Chez les clubs, les réactions sont bien évidemment presque unanimement négatives. Dépossédés de leurs joueurs sans aucune contrepartie financière, les dirigeants se réunissent et multiplient les recours pour faire annuler le projet, en vain. Du côté des joueurs, on est également dans l'expectative. L'international Raoul Diagne, installé à Annecy où il tient un bar, déclare que s'il est sélectionné, il se verra dans l'obligation d'arrêter le football. Le son de cloche est le même chez Maurice Dupuis du Racing, bien réticent à quitter son club, ou chez Etienne Mattler qui estime que la réforme "est un enterrement de première classe pour (son) club de Sochaux." Pourtant, malgré cette levée de boucliers, Pascot ne cède pas et fin juillet, une première liste de joueurs sélectionnés est dévoilée. Devant les refus et les problèmes d'affectation, celle-ci n'aura de cesse d'être modifiée jusqu'au début de saison. Présents dans la première liste de juillet, Kurt Platzek du Stade de Reims et Edmond Virag d'Annecy, tous deux Juifs, seront écartés de la seconde liste, le CGEGS ayant finalement annoncé que les footballeurs Juifs seraient exclus des équipes fédérales. A l'arrivée, les seize équipes fédérales prêtes à débuter le championnat en septembre forment des ensembles plus ou moins cohérents. Dans certains cas comme à Lens-Artois, le problème de cohésion ne se pose pas. En effet, après s'être un temps révolté contre la réforme, le RC Lens a procédé à un déménagement pur et dur de son effectif vers la nouvelle équipe fédérale, des joueurs aux dirigeants, si bien que Lens-Artois n'est en réalité qu'un RC Lens "déguisé". En revanche, pour des équipes comme Grenoble-Dauphiné, la cohésion risque d'être plus difficile à trouver. Composée de joueurs issus de onze clubs différents et parfois domiciliés à plusieurs centaines de kilomètres de Grenoble où l'équipe est censée s'entraîner, ce onze fédéral semble d'ores et déjà promis à une saison galère.

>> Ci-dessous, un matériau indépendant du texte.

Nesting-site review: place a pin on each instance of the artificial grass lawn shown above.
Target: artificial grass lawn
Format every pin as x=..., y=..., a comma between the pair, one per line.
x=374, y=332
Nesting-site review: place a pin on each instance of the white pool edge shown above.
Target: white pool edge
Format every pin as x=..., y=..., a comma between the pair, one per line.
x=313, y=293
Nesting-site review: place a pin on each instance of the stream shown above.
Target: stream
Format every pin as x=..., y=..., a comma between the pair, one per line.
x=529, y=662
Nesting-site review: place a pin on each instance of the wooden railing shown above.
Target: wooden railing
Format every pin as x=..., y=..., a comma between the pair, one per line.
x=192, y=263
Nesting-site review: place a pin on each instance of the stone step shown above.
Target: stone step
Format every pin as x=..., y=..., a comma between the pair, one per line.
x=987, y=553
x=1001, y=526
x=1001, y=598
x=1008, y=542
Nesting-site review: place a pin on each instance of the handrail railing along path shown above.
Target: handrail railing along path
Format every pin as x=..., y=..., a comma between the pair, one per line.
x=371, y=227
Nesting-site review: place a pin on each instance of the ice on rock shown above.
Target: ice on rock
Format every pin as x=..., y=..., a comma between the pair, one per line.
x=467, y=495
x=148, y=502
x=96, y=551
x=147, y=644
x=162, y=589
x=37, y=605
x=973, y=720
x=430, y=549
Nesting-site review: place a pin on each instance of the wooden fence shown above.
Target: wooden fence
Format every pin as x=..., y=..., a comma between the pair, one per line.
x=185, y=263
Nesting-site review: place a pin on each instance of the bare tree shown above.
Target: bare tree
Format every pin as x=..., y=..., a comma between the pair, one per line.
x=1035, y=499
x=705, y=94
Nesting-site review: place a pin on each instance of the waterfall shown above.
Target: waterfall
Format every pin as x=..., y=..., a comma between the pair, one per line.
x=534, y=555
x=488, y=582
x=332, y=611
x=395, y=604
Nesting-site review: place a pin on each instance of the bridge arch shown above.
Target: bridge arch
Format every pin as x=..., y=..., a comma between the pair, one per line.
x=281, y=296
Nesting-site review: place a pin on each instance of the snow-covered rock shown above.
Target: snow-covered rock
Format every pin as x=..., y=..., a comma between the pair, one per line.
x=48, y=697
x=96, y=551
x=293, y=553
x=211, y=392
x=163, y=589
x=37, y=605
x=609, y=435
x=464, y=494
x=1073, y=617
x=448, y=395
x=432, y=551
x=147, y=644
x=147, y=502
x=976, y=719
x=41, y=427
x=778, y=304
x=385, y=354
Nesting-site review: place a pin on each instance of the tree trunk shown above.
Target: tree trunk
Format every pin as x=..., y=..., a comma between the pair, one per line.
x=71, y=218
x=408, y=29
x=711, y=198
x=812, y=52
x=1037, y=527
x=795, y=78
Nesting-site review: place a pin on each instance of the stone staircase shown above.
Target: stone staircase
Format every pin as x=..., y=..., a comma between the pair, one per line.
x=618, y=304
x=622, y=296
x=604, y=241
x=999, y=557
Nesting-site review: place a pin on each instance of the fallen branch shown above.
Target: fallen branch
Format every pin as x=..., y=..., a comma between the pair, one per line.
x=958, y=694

La saison de toutes les folies


Une fois lancée, la saison va rapidement virer au grand n'importe quoi. Réduits à seulement quinze joueurs, les effectifs sont bien trop courts pour faire face aux nombreuses indisponibilités ce qui force les équipes fédérales à s'adapter. Pour cela, ils peuvent faire appel à des réservistes fédéraux, un contingent de joueurs non-sélectionnés mais devant garder la forme pour pallier à d'éventuelles absences. Parmi eux, mention spéciale à Paul Krejci qui portera le maillot de cinq équipes différentes ! Bien loin des 15 joueurs prévus, le onze du Dauphiné alignera pas moins de 32 footballeurs au cours de la saison ! Autres éléments participant au folklore, la présence des entraîneurs sur le terrain. Etant souvent d'anciens joueurs, ils sont douze sur les seize équipes fédérales à devoir rechausser leurs crampons en cours de saison pour pallier des absences. Pour les équipes de Nancy-Lorraine et Paris-Capitale, même le directeur sportif (qui joue le rôle de président de l'équipe fédérale) est obligé de reprendre du service. Dans certains cas, ces titularisations sont vraiment improbables comme pour l'équipe de Rennes-Bretagne qui aligne à plusieurs reprises son coach Jean Batmale, malgré ses 47 ans. Le public, lui, s'y perd et les affluences diminuent tout au long de la saison, surtout pour les équipes de bas de tableau. Pour autant, les résultats financiers sont bons, le Commissariat aux Sports n'ayant eu pratiquement aucune dépense en début de saison. Les joueurs ayant été spoliés aux clubs et l'Etat étant propriétaire de nombreux stades, la saison fédérale a ainsi permis de dégager des bénéfices non négligeables.


La Bataille du Nord


Au milieu de ce marasme, deux équipes vont tout de même se détacher : Lille-Flandres, équipe composée de joueurs et dirigeants principalement issus de l'Olympique Lillois et du SC Fives, et Lens-Artois, héritière du RC Lens champion de la Zone Nord en 1942-1943. Ainsi, alors que les équipes de bas de tableau, à l'abri de toute relégation, vont vite terminer la saison en roue libre, les deux équipes fédérales nordistes vont se livrer un joli mano a mano en tête du classement. Finalement, après une fin de saison organisée à toute hâte à Paris alors que les combats pour la Libération du pays ont déjà débuté, c'est Lens-Artois qui est sacré champion de France. Ce titre, les lensois n'auront guère le temps de le fêter : quelques jours après la fin de la saison, ils perdront l'un des leurs, Georges Fougnies, tué dans un bombardement.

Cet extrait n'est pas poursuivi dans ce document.